Jones was joined by state Rep. Michele Rayer, D-Clearwater, a civil rights attorney known for taking on cases dealing with race and social justice issues. In 2018, she advocated for the family of Markeis McGlockton, a 28-year-old unarmed Black man who was shot and killed in a Clearwater convenience store parking lot by Michael Drejka, a white man.
Drejka said he was acting in self-defense under the Stand Your Ground law. A jury found Drejka guilty of manslaughter.
“We know this to be a fact — people of color, specifically Black people, are far more likely to be effected as victims of Stand Your Ground,” Rayner said. “Their killers are not prosecuted or their deaths are ruled justifiable or where, if the roles are reversed and a Black person were to shoot a white person, Stand Your Ground would not be applied in the same way.”

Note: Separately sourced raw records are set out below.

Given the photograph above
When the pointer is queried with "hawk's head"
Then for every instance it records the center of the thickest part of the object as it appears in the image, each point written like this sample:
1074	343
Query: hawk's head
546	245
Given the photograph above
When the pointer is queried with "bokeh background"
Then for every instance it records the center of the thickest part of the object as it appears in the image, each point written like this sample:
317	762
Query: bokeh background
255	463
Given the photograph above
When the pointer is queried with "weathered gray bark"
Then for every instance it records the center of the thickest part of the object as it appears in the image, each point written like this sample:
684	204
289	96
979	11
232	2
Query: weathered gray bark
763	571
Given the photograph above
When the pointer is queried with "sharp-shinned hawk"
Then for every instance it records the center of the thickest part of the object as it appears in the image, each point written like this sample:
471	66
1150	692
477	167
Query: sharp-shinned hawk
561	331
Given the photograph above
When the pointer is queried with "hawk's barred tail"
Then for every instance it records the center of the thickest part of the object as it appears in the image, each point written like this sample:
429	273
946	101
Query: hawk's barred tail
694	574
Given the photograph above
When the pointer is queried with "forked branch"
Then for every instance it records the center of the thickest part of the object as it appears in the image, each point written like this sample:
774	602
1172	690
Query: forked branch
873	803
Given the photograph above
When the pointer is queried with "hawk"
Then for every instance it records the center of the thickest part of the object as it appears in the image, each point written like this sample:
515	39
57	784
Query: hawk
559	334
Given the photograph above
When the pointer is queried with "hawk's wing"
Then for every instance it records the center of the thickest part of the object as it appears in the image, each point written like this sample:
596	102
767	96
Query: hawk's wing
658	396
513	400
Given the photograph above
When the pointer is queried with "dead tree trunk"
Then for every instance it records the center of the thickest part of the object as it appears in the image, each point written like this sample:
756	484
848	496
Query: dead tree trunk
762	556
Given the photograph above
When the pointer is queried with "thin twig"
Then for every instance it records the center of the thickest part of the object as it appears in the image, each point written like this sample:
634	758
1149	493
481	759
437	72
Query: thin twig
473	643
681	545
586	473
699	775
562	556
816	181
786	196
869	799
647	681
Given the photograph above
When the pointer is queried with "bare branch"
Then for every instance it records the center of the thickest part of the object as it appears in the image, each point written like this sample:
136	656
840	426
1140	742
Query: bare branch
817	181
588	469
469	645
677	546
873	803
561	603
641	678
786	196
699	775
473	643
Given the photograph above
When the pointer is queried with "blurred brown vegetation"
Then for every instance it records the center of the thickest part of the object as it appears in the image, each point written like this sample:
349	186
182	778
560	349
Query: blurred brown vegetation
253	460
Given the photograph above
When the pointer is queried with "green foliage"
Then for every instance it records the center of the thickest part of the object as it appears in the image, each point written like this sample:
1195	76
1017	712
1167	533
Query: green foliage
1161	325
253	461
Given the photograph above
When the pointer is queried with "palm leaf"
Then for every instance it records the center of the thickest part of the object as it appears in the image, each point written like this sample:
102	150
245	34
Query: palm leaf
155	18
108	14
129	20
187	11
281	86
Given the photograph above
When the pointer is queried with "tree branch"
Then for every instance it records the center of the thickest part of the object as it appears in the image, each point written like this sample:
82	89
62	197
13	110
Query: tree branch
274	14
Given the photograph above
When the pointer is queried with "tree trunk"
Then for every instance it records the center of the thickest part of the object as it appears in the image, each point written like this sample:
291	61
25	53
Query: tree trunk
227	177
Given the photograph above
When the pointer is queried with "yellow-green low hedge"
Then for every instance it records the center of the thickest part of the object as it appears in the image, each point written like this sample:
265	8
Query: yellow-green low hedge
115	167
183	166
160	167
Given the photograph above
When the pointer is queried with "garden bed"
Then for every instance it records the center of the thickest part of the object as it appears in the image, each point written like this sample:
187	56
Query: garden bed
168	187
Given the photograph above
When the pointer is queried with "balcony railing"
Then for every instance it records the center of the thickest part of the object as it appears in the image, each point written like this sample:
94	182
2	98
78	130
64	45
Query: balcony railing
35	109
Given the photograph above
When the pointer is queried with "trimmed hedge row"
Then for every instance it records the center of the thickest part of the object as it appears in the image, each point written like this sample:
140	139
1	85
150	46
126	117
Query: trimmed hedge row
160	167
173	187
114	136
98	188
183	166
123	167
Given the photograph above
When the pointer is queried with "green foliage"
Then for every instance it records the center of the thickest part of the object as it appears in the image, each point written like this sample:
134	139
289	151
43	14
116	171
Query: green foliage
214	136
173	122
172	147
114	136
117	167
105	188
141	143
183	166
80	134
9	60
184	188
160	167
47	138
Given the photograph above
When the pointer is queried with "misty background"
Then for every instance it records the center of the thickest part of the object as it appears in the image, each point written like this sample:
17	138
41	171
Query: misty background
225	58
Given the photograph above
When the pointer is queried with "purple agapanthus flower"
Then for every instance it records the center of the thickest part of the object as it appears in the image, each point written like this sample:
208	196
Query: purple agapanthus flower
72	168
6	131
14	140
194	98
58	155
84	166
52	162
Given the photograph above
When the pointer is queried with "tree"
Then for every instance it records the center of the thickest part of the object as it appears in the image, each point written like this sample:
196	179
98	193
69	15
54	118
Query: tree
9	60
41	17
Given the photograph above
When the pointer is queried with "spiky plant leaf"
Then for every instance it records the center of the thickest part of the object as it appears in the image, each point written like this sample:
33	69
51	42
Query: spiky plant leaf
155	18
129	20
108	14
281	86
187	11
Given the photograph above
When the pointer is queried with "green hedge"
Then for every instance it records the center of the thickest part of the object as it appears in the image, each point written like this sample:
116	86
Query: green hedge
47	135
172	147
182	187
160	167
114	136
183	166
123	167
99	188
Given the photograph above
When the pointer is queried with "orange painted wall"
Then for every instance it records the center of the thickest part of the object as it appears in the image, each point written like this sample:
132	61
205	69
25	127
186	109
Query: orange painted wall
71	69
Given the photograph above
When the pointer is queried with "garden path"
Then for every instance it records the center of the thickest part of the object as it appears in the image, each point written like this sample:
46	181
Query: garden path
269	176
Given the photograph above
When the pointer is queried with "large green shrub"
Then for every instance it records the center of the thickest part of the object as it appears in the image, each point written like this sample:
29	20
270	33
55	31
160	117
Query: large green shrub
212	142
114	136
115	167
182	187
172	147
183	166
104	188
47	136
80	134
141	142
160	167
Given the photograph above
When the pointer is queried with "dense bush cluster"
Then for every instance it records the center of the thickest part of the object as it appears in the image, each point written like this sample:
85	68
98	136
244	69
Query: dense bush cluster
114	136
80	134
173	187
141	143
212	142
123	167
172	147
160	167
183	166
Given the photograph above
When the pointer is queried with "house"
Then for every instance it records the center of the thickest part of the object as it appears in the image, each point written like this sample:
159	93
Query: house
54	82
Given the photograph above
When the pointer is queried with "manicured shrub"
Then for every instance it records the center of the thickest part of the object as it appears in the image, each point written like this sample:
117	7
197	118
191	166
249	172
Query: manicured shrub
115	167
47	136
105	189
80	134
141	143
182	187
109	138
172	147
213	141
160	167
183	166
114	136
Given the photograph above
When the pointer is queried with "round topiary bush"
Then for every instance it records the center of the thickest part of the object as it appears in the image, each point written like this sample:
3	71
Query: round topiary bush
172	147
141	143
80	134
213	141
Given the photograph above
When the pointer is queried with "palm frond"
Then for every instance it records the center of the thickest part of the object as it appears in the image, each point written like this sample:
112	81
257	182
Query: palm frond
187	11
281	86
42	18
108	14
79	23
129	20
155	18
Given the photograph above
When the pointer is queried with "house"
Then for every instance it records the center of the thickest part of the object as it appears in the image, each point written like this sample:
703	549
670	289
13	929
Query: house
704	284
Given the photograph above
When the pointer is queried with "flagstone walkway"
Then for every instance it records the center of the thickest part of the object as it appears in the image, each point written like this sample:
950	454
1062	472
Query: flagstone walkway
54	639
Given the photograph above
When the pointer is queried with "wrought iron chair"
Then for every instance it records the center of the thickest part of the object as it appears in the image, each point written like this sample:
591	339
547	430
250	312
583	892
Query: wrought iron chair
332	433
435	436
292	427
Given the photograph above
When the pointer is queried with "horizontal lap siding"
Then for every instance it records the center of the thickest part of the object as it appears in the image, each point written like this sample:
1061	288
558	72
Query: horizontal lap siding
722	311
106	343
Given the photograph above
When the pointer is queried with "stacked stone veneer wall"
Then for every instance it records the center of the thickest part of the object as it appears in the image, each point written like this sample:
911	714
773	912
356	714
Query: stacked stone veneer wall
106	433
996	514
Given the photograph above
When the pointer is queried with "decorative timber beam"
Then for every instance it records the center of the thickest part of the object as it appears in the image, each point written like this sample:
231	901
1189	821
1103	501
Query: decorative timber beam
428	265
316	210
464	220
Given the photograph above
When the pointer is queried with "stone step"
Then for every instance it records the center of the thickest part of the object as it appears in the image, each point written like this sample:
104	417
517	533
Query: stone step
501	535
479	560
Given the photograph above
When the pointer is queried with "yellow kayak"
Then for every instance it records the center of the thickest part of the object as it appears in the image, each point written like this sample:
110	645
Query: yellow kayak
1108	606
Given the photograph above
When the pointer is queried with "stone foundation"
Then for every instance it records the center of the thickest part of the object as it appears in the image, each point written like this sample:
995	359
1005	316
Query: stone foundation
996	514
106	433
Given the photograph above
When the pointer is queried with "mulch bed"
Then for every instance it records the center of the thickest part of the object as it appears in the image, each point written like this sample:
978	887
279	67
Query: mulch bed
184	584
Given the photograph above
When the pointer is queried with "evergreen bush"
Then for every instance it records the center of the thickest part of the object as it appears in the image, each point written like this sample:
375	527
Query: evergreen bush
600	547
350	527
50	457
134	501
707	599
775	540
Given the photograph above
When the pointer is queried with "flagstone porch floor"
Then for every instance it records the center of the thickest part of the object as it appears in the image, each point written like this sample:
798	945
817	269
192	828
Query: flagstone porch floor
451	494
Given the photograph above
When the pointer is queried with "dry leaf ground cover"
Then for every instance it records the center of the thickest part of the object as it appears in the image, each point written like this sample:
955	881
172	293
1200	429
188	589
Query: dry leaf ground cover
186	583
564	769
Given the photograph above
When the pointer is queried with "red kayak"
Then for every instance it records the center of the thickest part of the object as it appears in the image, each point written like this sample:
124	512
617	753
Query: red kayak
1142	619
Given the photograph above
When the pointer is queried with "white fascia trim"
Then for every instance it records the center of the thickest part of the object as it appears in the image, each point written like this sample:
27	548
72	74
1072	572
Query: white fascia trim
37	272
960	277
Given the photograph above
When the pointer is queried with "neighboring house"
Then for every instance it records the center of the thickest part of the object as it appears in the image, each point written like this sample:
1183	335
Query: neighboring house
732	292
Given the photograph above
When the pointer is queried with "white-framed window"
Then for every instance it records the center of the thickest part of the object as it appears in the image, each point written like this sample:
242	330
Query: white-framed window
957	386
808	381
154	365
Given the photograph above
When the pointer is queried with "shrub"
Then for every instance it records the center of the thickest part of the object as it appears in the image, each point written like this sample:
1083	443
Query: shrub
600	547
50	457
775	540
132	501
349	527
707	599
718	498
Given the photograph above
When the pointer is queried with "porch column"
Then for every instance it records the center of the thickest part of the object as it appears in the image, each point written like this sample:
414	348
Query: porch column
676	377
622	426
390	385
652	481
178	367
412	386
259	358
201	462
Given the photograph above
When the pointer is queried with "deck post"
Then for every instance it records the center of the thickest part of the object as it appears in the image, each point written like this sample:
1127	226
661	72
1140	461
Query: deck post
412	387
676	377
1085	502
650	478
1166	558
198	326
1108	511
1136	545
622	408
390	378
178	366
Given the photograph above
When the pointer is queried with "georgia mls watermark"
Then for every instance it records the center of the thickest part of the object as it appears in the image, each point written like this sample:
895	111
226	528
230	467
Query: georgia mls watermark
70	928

Another factor cited Thursday is the presence of hate groups in the state.
A recent report by the Southern Poverty Law Center found that of the 14 statewide hate groups in Florida, five were either white nationalist or Ku Klux Klan groups.
Jones’ bill also received support Thursday from Moms Demand Action, a nationwide group affiliated with Everytown USA, the nation’s largest gun violence prevention group largely financed by billionaire Michael Bloomberg.
“Not only is Stand Your Ground dangerous, it’s unnecessary,” said Chryl Anderson, a volunteer with Moms Demand Action. Florida’s traditional self-defense laws were sufficient and already allowed people to protect themselves, Anderson added.
Anderson, too, called the law racist.
“When white shooters kill a Black victim in Stand Your Ground states, the resulting shootings are seen as justifiable five times more frequently than when the victim is white and shooter Black,” Anderson added.
Despite the support from fellow lawmakers and the country’s foremost gun safety group, Jones said he has little hope that the bill will pass.
Unlike in Washington, D .C., where there is optimism that federal gun safety bills might pass with a new president committed to gun control and Democrats holding gavels in both the House and Senate, Jones is pessimistic about the chances for his bill in Tallahassee.
“The Florida Legislature has never had a stomach for gun legislation,” said Jones, adding that it is not just that bills are not passed, in many cases they are not even assigned to committees for review.
“There is no optimism that they will have this conversation,” Jones said. “In D.C. — I’m happy they’re having this conversation, but in Florida we’re just going to have to continue making noise and let them know that we won’t shut up until these bills are heard.”